Secondo gli psicologi, bambini e adolescenti sono stati una delle categorie più danneggiate dal lockdown e per questo il Dpcm firmato stanotte da Conte – che dispone una seconda, seppur differenziata, chiusura del paese – ha tentato di prevedere misure per ridurre l’incidenza delle restrizioni sul benessere psicofisico dei ragazzi. Un’accortezza che lo scorso marzo era mancata a causa della rapidità della pandemia e l’assoluta impreparazione a un simile stato di crisi.
In realtà, uno specifico protocollo sul tema (nel decreto attuale si tratta dell’allegato 8) esisteva già quando iniziò la prima quarantena. E nel concreto l’unica vera differenza con quello odierno è il mantenimento della didattica in presenza per scuole materne, primaria e prima media.
La partita più importante, da subito, si è giocata sulla scuola, e nei fatti Governo e Miur sembrano averla persa. Dopo tanti proclami e dichiarazioni di sicurezza, ma soprattutto dopo milioni di sanificazioni e quintali di dispenser igienizzanti e dispositivi di protezione individuale, ugualmente si torna alla drammatica Dad, incubo di prof, genitori e studenti. Peraltro, nelle ultime settimane, a seguito della Campania altri territori avevano già avviato la frequenza da casa, persino alla primaria. Insomma, nessuno ci ha mai creduto. Non è servito a nulla diversificare gli ingressi, misurare le distanze tipo scena del crimine e persino riuscire a far arrivare nelle aule i fantasiosi banchi a rotelle (giunti in pochi istituti solo alla vigilia della sospensione della didattica in classe…). Mentre i tablet richiesti dalle famiglie per far fronte ai problemi connessi alle lezioni in remoto, in molte regioni non sono mai stati spediti alle scuole. Però ugualmente, per chi ha mezzi e chi non li ha, da domani la secondaria superiore sarà a distanza al 100% ovunque, e nelle zone rosse anche seconda e terza media. E dai 6 anni obbligo di indossare la mascherina pure al banco, con l’eccezione di soggetti che non possano farlo per motivi di salute.

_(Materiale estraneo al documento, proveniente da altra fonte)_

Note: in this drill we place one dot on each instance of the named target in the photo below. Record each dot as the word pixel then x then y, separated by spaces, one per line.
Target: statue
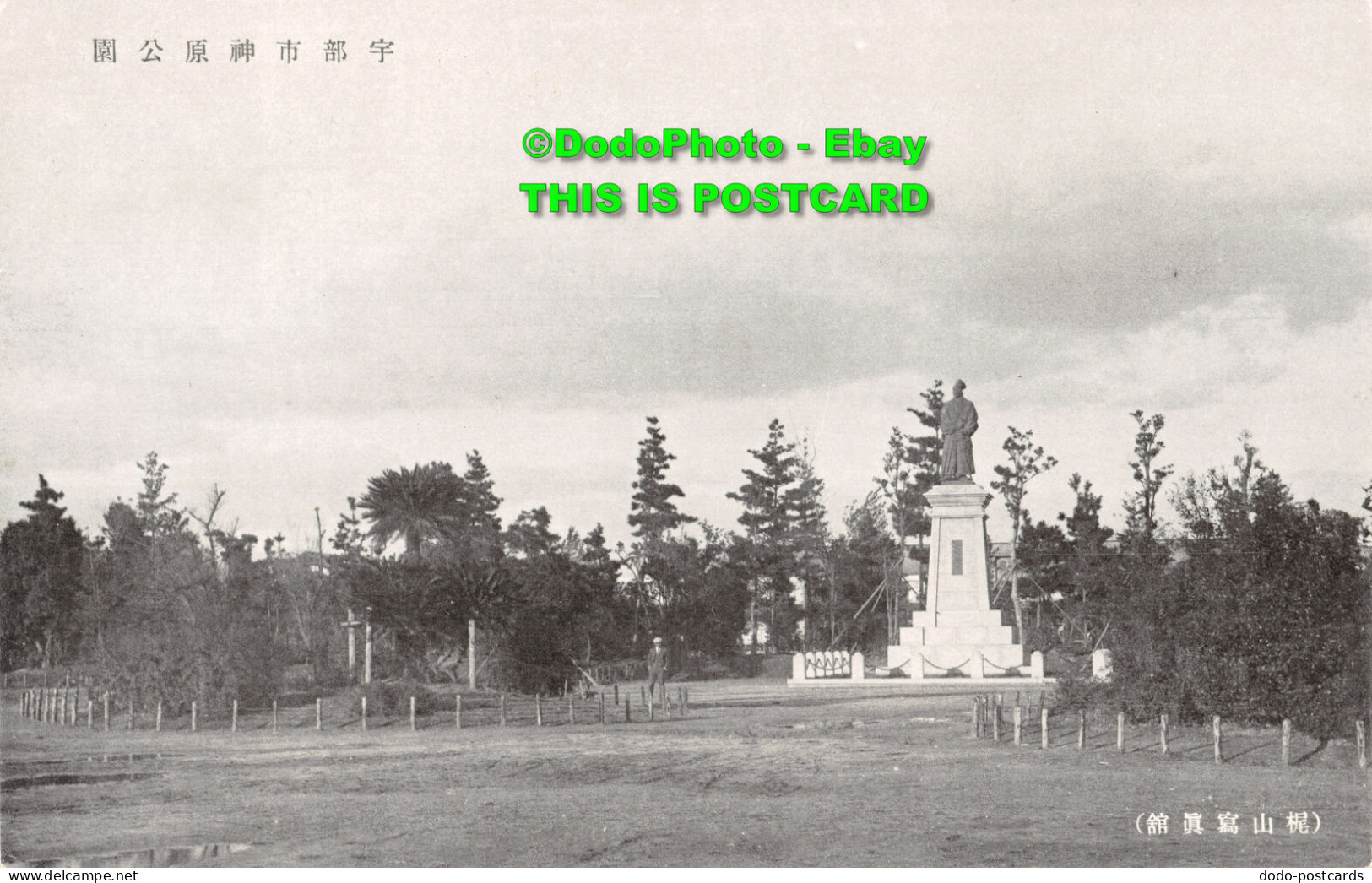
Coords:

Insieme alla scuola il tema caldo sono i servizi educativi e ricreativi per i minori. Non chiudono per il citato ragionamento sugli effetti nefasti della solitudine digitale sui giovanissimi, ma il nodo vero è stato il rischio di bloccare a casa intere famiglie, impossibilitate a lavorare dovendo stare a casa con i figli piccoli.
Il nuovo protocollo, che fa capo al dipartimento delle politiche per la famiglia, si concentra dunque soprattutto sulla gestione delle attività di asili, ludoteche e servizi per l’infanzia, che restano aperti anche nelle aree considerate ad alto rischio, riconoscendo come diritti fondamentali dei minori “l’incontro sociale, il gioco e l’educazione”. L’altra parallela esigenza, il contenimento del contagio, passa attraverso tre pilastri: il rapporto individuale tra bambino e adulto evitando l’interazione con persone esterne; l’organizzazione degli spazi; le attività di disinfezione e igiene. Con queste premesse i parchi cittadini e quelli tematici, per ora, non chiuderanno. Ma nonostante ogni cautela organizzativa, nelle zone rosse lo sport di base non agonistico di tutti i generi (non solo di contatto) è sospeso.
Ci sono poi i ragazzi con disabilità o bisogni speciali. A loro, anche nelle aree di chiusura più rigida, è consentito di non portare la mascherina e andare a scuola in presenza in ogni ordine e grado (insieme a insegnanti di sostegno, educatori o assistenti). Sottolineando però che la relazione con i compagni deve essere sempre garantita, e il Governo la fa facile: per mettere la spunta a quest’inezia dell’inclusione, basta prevedere che i docenti, soli in una scuola deserta accanto ai loro allievi, debbano collegarsi dalle classi con i ragazzi che sono a casa. Un saluto con la manina al microfono e la socializzazione degli studenti con disabilità è salva.